What this demonstrates: turning on the per-node power model so the simulator emits live wattage in the throughput log and a per-component energy breakdown at the end of the run.

The power model is opt-in: a node only tracks power when its config includes a power: block.
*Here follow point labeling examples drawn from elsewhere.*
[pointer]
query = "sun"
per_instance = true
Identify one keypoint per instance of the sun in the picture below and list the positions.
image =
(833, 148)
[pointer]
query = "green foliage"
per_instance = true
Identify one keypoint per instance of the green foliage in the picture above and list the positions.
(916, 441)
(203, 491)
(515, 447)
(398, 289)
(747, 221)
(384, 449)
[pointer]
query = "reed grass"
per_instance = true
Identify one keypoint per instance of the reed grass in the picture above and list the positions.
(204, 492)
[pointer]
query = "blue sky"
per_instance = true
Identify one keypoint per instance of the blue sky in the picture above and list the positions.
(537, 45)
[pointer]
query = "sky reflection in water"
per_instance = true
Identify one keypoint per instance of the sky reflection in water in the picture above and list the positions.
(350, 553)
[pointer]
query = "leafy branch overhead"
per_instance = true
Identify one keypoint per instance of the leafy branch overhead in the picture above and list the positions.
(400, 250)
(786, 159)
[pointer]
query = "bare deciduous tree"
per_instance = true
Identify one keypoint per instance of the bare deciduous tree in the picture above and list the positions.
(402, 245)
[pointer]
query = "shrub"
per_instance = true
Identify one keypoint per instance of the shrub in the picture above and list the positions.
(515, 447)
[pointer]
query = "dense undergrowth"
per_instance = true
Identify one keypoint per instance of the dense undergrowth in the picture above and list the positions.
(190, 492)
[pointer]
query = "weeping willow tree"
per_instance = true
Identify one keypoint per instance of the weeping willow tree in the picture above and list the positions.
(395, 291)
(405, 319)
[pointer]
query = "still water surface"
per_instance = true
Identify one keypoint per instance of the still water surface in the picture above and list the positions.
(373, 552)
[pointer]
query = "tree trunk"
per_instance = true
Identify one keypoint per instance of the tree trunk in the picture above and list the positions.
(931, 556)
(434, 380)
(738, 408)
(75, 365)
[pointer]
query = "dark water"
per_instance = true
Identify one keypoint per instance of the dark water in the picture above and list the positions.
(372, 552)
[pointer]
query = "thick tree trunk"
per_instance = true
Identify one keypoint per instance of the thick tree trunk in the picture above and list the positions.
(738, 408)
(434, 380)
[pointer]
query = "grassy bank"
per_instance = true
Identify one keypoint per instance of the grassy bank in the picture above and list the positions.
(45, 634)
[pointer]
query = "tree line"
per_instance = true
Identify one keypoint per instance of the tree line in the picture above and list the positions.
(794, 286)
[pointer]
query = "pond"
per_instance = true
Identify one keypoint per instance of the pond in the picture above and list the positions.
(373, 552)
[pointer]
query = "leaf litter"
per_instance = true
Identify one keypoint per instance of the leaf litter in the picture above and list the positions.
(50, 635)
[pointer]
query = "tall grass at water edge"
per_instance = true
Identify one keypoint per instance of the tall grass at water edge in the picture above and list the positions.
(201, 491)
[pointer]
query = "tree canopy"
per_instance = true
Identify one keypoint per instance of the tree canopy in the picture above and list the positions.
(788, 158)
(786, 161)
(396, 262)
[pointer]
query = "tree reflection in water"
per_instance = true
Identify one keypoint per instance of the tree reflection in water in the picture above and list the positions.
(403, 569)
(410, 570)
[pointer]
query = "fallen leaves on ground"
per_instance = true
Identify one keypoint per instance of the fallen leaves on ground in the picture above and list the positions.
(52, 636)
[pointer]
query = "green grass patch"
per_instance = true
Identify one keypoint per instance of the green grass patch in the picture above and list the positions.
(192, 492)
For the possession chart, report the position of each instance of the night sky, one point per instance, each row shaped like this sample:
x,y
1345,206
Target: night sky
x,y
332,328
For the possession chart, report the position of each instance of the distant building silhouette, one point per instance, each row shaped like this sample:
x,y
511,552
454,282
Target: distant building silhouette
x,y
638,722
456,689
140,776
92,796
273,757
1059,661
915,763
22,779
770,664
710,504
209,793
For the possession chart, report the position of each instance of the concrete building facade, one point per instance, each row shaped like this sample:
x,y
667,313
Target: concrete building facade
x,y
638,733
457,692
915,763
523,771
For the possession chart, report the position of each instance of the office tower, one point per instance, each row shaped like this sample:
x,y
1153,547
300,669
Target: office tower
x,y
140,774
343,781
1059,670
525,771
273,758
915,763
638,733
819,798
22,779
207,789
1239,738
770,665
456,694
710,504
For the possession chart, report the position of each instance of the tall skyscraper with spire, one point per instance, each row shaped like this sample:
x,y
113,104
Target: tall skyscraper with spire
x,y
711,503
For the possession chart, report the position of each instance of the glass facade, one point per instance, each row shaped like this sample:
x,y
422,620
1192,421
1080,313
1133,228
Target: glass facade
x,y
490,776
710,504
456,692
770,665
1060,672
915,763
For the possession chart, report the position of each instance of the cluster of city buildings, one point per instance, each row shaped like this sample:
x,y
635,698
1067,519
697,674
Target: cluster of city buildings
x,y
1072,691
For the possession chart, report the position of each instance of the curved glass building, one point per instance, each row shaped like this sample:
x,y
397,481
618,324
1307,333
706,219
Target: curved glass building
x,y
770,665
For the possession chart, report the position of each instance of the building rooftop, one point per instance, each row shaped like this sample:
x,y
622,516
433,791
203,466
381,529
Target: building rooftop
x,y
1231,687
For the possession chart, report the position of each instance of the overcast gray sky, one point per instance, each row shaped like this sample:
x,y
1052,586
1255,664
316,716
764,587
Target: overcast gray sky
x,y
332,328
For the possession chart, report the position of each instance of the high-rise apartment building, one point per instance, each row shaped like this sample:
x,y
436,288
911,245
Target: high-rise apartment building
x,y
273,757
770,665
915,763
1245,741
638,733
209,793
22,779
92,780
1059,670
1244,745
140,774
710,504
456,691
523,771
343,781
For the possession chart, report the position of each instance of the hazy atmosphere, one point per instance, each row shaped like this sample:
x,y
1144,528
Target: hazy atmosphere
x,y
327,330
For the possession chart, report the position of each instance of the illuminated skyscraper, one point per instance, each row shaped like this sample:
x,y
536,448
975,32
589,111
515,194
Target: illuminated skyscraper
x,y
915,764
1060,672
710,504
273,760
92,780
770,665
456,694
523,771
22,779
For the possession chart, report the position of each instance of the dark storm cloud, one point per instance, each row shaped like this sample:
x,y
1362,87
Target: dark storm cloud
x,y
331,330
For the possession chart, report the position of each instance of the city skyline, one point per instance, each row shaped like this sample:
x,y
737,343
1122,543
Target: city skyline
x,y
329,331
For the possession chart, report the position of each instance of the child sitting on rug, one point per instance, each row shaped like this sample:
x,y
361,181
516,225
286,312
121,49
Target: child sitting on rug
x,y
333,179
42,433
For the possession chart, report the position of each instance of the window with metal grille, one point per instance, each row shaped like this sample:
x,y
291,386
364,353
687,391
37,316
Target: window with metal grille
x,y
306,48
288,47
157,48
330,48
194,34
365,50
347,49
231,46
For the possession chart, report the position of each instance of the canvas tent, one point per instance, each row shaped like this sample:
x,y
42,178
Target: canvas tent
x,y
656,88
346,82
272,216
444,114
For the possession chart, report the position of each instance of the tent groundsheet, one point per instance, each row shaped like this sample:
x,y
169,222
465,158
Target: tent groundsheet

The bundled single_node_power_instance.json is a ready-to-run example.

Prerequisites

  • Simulator container set up
  • Bundled RTXPRO6000 profile for meta-llama/Llama-3.1-8B (no extra profiling needed)

Cluster config

configs/cluster/single_node_power_instance.json adds a power: block to the node alongside the usual instances:

configs/cluster/single_node_power_instance.json (excerpt)
{
"num_nodes": 1,
"link_bw": 16,
"link_latency": 20000,
"nodes": [
{
"num_instances": 1,
"cpu_mem": {"mem_size": 512, "mem_bw": 256, "mem_latency": 0},
"instances": [
{
"model_name": "meta-llama/Llama-3.1-8B",
"hardware": "RTXPRO6000",
"npu_mem": {"mem_size": 96, "mem_bw": 1597, "mem_latency": 0},
"pd_type": null,
"tp_size": 1
}
],
"power": {
"base_node_power": 60,
"npu": {
"RTXPRO6000": {
"idle_power": 35,
"standby_power": 300,
"active_power": 600,
"standby_duration": 18
}
},
"cpu": {"idle_power": 10, "active_power": 200, "util": 0.15},
"dram": {"dimm_size": 32, "idle_power": 2.0, "energy_per_bit": 6.0},
"link": {"num_links": 1, "idle_power": 5, "energy_per_bit": 4.0},
"nic": {"num_nics": 1, "idle_power": 20},
"storage": {"num_devices": 2, "idle_power": 5}
}
}
]
}

The npu.<hardware> key looks up power coefficients by the instance's hardware field, so multi-hardware clusters list one entry per hardware type.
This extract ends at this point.